DictionaryMixin#
- class montreal_forced_aligner.dictionary.mixins.DictionaryMixin(oov_word='<unk>', silence_word='<eps>', optional_silence_phone='sil', oov_phone='spn', other_noise_phone=None, position_dependent_phones=False, num_silence_states=5, num_non_silence_states=3, shared_silence_phones=False, ignore_case=True, silence_probability=0.5, initial_silence_probability=0.5, final_silence_correction=None, final_non_silence_correction=None, punctuation=None, clitic_markers=None, compound_markers=None, quote_markers=None, word_break_markers=None, brackets=None, non_silence_phones=None, disambiguation_symbols=None, clitic_set=None, max_disambiguation_symbol=0, phone_set_type='UNKNOWN', preserve_suprasegmentals=False, base_phone_mapping=None, use_cutoff_model=False, cutoff_word='<cutoff>', **kwargs)[source]#
Bases:
object
Abstract class for MFA classes that use acoustic models
- Parameters:
oov_word (str) – What to label words not in the dictionary, defaults to
'<unk>'
position_dependent_phones (bool) – Specifies whether phones should be represented as dependent on their position in the word (beginning, middle or end), defaults to True
num_silence_states (int) – Number of states to use for silence phones, defaults to 5
num_non_silence_states (int) – Number of states to use for non-silence phones, defaults to 3
shared_silence_phones (bool) – Specify whether to share states across all silence phones, defaults to False
ignore_case (bool) – Flag for whether all items should be converted to lower case, defaults to True
silence_probability (float) – Probability of optional silences following words, defaults to 0.5
initial_silence_probability (float) – Probability of initial silence, defaults to 0.5
final_silence_correction (float) – Correction term on final silence, defaults to None
final_non_silence_correction (float) – Correction term on final non-silence, defaults to None
punctuation (str, optional) – Punctuation to use when parsing text
clitic_markers (str, optional) – Clitic markers to use when parsing text
compound_markers (str, optional) – Compound markers to use when parsing text
quote_markers (list[str], optional) – Quotation markers to use when parsing text
word_break_markers (list[str], optional) – Word break markers to use when parsing text
brackets (list[tuple[str, str], optional) – Character tuples to treat as full brackets around words
disambiguation_symbols (set[str]) – Set of disambiguation symbols
max_disambiguation_symbol (int) – Maximum number of disambiguation symbols required, defaults to 0
preserve_suprasegmentals (int) – Flag for whether to keep phones separated by tone and stress
base_phone_mapping (dict[str, str]) – Mapping between phone symbols to make them share a base root for decision trees
- property base_phones#
Grouped phones by base phone
- property dictionary_options#
Dictionary options
- property extra_questions_mapping#
Mapping of extra questions for the given phone set type
- get_base_phone(phone)[source]#
Get the base phone, either through stripping diacritics, tone, and/or stress
- property kaldi_grouped_phones#
Non silence phones in Kaldi format
- property kaldi_non_silence_phones#
Non silence phones in Kaldi format
- property kaldi_silence_phones#
Silence phones in Kaldi format
- property phone_mapping#
Mapping of phones to integer IDs
- property phones#
The set of all phones (silence and non-silence)

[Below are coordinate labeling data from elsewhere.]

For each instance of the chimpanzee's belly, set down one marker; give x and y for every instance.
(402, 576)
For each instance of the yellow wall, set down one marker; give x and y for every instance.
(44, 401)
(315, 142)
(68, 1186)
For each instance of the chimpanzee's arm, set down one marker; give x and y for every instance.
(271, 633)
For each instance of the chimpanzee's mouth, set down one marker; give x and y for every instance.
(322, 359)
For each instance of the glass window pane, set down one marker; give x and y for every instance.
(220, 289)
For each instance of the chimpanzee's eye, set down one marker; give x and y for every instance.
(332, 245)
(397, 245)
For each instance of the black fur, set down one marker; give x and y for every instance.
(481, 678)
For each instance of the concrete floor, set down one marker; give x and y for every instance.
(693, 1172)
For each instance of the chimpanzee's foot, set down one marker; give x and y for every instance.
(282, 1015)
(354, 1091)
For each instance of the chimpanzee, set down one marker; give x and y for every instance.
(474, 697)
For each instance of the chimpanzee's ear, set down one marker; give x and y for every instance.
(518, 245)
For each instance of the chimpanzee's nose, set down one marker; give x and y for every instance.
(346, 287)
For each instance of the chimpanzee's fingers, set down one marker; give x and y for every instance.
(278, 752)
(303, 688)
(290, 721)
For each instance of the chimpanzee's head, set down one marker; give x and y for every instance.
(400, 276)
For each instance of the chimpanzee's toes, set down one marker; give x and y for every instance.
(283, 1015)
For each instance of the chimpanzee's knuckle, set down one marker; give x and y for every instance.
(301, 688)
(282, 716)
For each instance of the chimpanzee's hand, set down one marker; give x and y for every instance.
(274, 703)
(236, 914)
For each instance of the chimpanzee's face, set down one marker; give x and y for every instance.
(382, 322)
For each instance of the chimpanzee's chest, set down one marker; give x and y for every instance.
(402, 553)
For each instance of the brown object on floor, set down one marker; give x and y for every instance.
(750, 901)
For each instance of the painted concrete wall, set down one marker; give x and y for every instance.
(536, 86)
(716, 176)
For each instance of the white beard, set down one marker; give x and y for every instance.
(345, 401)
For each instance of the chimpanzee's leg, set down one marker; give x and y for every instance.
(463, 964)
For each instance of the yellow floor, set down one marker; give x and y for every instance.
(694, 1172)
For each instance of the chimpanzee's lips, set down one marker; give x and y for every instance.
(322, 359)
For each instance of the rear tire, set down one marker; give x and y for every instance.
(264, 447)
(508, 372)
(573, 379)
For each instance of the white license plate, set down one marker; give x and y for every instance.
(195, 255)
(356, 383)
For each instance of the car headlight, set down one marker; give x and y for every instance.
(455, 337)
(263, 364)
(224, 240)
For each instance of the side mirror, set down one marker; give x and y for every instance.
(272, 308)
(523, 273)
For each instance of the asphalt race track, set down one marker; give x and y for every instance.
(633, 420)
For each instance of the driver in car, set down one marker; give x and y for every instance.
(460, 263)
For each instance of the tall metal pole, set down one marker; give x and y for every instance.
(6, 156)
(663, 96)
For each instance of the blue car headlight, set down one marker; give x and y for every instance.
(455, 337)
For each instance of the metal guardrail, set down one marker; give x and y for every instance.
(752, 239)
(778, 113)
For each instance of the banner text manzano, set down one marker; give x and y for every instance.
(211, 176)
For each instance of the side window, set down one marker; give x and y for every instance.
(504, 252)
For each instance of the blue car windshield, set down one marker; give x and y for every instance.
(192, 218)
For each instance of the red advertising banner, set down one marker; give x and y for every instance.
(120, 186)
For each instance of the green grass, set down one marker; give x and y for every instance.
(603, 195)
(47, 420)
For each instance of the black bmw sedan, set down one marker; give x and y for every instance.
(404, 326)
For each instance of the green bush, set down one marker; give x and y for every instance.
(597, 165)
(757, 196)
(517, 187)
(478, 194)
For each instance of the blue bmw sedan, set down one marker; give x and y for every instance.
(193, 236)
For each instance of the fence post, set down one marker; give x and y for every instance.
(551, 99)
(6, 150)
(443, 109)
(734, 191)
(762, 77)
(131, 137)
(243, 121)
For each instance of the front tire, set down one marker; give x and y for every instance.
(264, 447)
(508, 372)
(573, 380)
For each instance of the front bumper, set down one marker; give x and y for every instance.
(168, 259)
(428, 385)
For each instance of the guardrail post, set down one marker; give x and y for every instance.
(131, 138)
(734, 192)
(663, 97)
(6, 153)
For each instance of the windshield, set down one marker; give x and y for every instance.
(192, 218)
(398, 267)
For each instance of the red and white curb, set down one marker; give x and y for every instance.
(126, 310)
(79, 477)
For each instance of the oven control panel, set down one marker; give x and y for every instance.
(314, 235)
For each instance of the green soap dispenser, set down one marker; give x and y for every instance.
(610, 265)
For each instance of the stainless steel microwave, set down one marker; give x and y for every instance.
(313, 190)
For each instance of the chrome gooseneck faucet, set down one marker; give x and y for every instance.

- property positional_non_silence_phones#
List of non-silence phones with positions
- property positional_silence_phones#
List of silence phones with positions
- property reversed_phone_mapping#
A mapping of integer ids to phones
- property silence_disambiguation_symbol#
Silence disambiguation symbol
- property silence_phones#
Silence phones
- property silence_symbols#
A colon-separated string of silence phone ids
- property specials_set#
Special words, like the
oov_word
silence_word
,<s>
, and</s>